The King's Curse Read online



  Henry, usually traveling between his rich palaces, mostly by barge, always heavily guarded, has not heard the rumble of a thousand critical whispers before. It’s like a distant thunder, low and yet ominous. He looks around, but he cannot see one person speaking against him. Abruptly, he laughs out loud at nothing, as if he is trying to demonstrate that he is not troubled by this sulky welcome, and he swings himself heavily down from his horse, throws the reins to a groom, and stands stock-still, his arms akimbo, a fat block of a man, as if daring anyone to speak against him. He can see no one to challenge. There is no scowling face in the crowd, no one is going to stand up to be martyred. If Henry saw an enemy, he would cut him down where he stood; he has never lacked courage. But there is no one opposing him. There is just a dull sourceless whisper of discontent. The people don’t like their king anymore, they don’t trust him with their Church, they don’t believe that his will is given to him by God, they miss Queen Katherine, they were horrified by the stories of the guilt and the death of Queen Anne. How can such a woman ever have been the choice of a godly king? He chose her to prove that he was the best, that he could marry the best. Since she is now shown to be the worst, what does that say about him?

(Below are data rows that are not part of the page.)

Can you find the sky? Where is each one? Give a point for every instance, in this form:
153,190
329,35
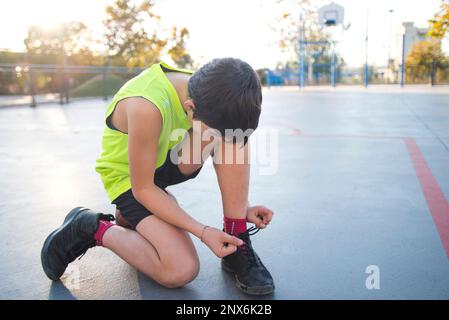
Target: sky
240,28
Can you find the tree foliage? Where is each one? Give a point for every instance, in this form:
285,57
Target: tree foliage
132,33
178,51
425,57
440,23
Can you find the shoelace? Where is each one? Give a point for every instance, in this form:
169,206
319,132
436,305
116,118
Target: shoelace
247,251
106,217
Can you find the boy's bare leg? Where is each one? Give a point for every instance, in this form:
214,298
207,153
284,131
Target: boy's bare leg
161,251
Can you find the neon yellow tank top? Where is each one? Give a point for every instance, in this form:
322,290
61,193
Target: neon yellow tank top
153,85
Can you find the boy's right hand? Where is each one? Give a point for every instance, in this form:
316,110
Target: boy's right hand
221,243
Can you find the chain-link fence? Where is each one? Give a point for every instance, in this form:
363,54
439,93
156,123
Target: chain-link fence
432,74
35,84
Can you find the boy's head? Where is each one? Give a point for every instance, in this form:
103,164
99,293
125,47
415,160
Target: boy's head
226,94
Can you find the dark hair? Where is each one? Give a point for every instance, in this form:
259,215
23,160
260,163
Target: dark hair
227,95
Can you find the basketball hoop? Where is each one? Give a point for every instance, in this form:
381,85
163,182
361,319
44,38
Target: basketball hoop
331,15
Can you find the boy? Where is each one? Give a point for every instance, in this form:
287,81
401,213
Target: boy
140,158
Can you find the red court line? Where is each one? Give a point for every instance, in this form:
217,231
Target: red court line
437,203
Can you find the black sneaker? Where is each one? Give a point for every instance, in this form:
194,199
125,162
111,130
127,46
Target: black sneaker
250,274
71,240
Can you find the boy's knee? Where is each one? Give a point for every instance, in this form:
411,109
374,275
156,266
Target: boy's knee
181,275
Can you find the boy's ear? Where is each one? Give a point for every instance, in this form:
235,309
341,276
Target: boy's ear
189,105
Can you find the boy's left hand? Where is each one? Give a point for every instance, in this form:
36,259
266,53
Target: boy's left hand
259,215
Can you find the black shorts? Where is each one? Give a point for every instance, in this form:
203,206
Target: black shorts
166,175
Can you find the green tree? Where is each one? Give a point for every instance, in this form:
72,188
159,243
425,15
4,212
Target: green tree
424,57
299,21
178,51
131,33
440,23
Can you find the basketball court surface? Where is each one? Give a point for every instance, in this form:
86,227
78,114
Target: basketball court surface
360,181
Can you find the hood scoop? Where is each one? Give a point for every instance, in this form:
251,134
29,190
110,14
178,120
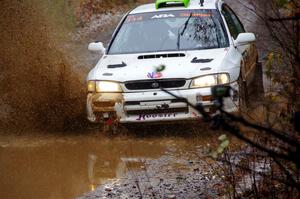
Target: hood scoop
117,65
157,56
196,60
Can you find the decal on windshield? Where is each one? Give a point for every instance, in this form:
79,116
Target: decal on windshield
144,117
162,16
174,14
154,75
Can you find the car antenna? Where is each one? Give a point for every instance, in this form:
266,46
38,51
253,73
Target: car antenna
201,3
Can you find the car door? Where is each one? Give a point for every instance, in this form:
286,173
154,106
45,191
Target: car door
249,51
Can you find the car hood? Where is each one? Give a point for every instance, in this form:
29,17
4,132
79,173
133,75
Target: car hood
207,62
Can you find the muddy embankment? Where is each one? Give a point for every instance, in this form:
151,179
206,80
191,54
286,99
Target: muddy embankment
39,88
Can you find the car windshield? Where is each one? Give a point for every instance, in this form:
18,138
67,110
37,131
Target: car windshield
170,31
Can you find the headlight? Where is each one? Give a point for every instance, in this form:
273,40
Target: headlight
210,80
104,86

  They don’t know anything about Queen Jane, but they have heard that she danced on the night of the execution and married the king eleven days after he beheaded his former wife, her mistress. They think she must be a woman quite without pity. To them, the king is no longer the prince whose coming makes all things right, he is no longer the young man whose follies and sports were a byword for joyous excess. Their love for him has grown doubtful, their love for him has grown fearful; in truth, their love for him has gone.

  Henry looks around and tosses his head as if he despises the little town and the lowered heads of the silent pilgrims. He reminds me, for one moment, of the way his father used to look, as if he thought we were all fools, that he had taken the throne and the kingdom by his own quick and cunning wits, and that he despised us all for having allowed it. Henry glances down at Jane who stands at his side, waiting to walk with him through the wide-open doors of the inn. His face does not soften at the sight of her blond bowed head. He looks at her as if she is another fool who is going to do exactly as he wants, even if it costs her life.

  We are following slavishly behind, when there is a disturbance in the crowd outside, horsemen riding down the road and trying to push their way through. I see Montague, following the king, looking back at the noise. It is one of Henry Fitzroy’s servants, his horse nearly foundered, looking as if it has been ridden hard, perhaps all the way from St. James’s Palace, the young duke’s London home.

  A small nod of Montague’s head as he goes into the darkness of the inner hall of the inn prompts me to wait outside and discover the news that has made Fitzroy’s servants ride so hard. The man pushes his way through the crowd, while his groom waits behind holding the horse.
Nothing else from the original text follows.